Yet that's not necessarily the case to the optimizing compiler. The variables you create in a high-level language are more like temporary "handles" into memory. The compiler looks at those variables and then translates it into an intermediate representation (something closer to the machine) and figures out where to store everything, predominantly with the goal of allocating registers (the most immediate form of memory for the CPU to use). Then it translates the IR into machine code where the idea of a "variable" doesn't even exist, only places to store data (registers, cache, dram, disk).
This process includes reusing the same registers for multiple variables provided that they do not interfere with each other (provided that they are not needed simultaneously: not "live" at the same time).
Put another way, with code like:
local a = <some expression>
The resulting assembly could be something like:
load gp_register, <result from expression>
... or it may already have the result from some expression in a register, and the variable ends up disappearing completely (just using that same register for it).

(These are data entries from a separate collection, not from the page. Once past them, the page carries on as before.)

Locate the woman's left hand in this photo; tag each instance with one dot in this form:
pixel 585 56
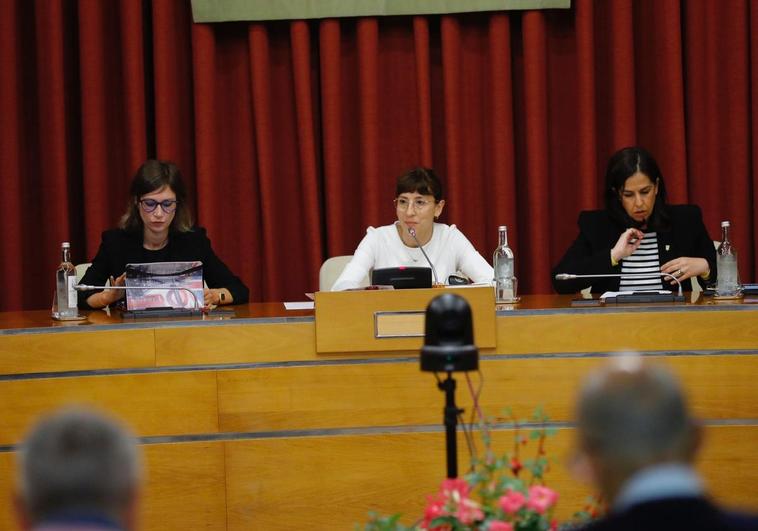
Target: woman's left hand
pixel 685 267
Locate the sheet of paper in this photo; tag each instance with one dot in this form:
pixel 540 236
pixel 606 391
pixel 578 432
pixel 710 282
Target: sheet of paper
pixel 305 305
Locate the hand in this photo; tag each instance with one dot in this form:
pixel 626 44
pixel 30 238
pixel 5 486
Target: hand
pixel 627 243
pixel 112 295
pixel 685 267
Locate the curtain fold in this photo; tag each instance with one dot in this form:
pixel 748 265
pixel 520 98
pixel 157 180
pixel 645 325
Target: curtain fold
pixel 291 133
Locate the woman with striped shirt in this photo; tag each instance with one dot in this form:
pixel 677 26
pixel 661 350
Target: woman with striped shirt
pixel 638 235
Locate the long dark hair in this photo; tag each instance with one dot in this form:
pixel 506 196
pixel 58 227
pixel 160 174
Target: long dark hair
pixel 151 176
pixel 622 165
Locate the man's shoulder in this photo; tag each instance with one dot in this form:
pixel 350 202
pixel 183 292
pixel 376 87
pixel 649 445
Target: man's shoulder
pixel 695 514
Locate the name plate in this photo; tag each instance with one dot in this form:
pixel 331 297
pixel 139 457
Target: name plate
pixel 399 324
pixel 392 320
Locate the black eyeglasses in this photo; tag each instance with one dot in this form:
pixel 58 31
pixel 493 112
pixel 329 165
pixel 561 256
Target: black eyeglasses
pixel 149 205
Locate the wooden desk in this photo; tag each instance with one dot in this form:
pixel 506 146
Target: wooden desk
pixel 245 427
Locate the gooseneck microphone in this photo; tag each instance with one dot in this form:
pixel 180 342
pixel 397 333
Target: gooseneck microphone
pixel 412 232
pixel 571 276
pixel 86 287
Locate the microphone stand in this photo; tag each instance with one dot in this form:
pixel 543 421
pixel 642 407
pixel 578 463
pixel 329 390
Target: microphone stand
pixel 412 232
pixel 679 297
pixel 451 424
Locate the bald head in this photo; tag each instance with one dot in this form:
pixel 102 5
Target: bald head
pixel 78 460
pixel 632 414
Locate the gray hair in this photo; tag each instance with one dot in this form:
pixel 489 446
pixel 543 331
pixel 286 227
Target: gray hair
pixel 78 460
pixel 632 414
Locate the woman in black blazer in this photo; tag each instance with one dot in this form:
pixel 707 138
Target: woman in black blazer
pixel 637 234
pixel 157 227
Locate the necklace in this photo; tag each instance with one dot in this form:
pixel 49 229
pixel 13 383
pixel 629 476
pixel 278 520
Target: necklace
pixel 158 247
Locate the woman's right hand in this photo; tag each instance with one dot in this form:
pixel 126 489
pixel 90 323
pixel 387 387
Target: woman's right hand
pixel 627 243
pixel 110 296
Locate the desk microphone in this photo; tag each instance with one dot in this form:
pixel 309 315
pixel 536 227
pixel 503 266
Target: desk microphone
pixel 86 287
pixel 412 232
pixel 571 276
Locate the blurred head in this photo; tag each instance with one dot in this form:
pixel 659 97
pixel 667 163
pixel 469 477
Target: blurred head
pixel 78 461
pixel 418 200
pixel 158 200
pixel 632 415
pixel 635 194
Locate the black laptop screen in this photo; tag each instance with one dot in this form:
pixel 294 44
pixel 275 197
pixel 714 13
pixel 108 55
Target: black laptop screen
pixel 402 277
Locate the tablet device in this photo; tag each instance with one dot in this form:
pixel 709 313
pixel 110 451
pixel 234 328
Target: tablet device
pixel 164 285
pixel 402 277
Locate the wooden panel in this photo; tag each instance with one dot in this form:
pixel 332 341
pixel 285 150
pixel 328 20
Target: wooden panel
pixel 185 487
pixel 80 350
pixel 327 396
pixel 644 330
pixel 332 482
pixel 153 404
pixel 345 320
pixel 235 344
pixel 391 394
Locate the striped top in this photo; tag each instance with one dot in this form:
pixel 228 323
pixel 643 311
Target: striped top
pixel 644 260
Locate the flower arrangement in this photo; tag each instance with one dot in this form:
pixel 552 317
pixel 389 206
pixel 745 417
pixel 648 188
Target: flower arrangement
pixel 500 493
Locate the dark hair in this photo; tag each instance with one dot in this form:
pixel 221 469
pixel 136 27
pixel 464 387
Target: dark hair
pixel 622 165
pixel 151 176
pixel 79 460
pixel 421 180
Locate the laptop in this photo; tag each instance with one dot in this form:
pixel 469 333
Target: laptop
pixel 402 277
pixel 151 285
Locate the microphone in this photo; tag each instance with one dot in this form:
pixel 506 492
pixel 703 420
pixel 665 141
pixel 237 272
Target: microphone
pixel 571 276
pixel 412 232
pixel 86 287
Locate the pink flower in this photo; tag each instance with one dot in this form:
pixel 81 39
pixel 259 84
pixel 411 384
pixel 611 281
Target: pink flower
pixel 512 501
pixel 541 498
pixel 468 512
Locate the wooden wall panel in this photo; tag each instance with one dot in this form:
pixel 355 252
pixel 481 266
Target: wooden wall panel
pixel 185 487
pixel 174 403
pixel 391 394
pixel 631 330
pixel 78 350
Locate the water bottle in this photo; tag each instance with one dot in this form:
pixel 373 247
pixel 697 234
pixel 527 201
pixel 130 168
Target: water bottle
pixel 502 263
pixel 65 302
pixel 728 280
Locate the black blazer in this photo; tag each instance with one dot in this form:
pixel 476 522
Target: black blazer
pixel 691 514
pixel 119 248
pixel 590 254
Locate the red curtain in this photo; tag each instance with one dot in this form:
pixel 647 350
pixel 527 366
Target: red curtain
pixel 291 133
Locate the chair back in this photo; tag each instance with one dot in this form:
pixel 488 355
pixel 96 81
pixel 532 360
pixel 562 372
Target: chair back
pixel 331 269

... which means there's no "cost" to the existence of the variable. It just translates directly to a register which is always available. There's no "cost" to "creating a register", as registers are always there.
When you start creating variables at a broader (less local) scope, contrary to what you think, you may actually slow down the code. When you do this superficially, you're kind of fighting against the compiler's register allocation, and making it harder for the compiler to figure out what registers to allocate for what. In that case, the compiler might spill more variables into the stack which is less efficient and actually has a cost attached. A smart compiler may still emit equally-efficient code, but you could actually make things slower. Helping the compiler here often means more local variables used in smaller scopes where you have the best chance for efficiency.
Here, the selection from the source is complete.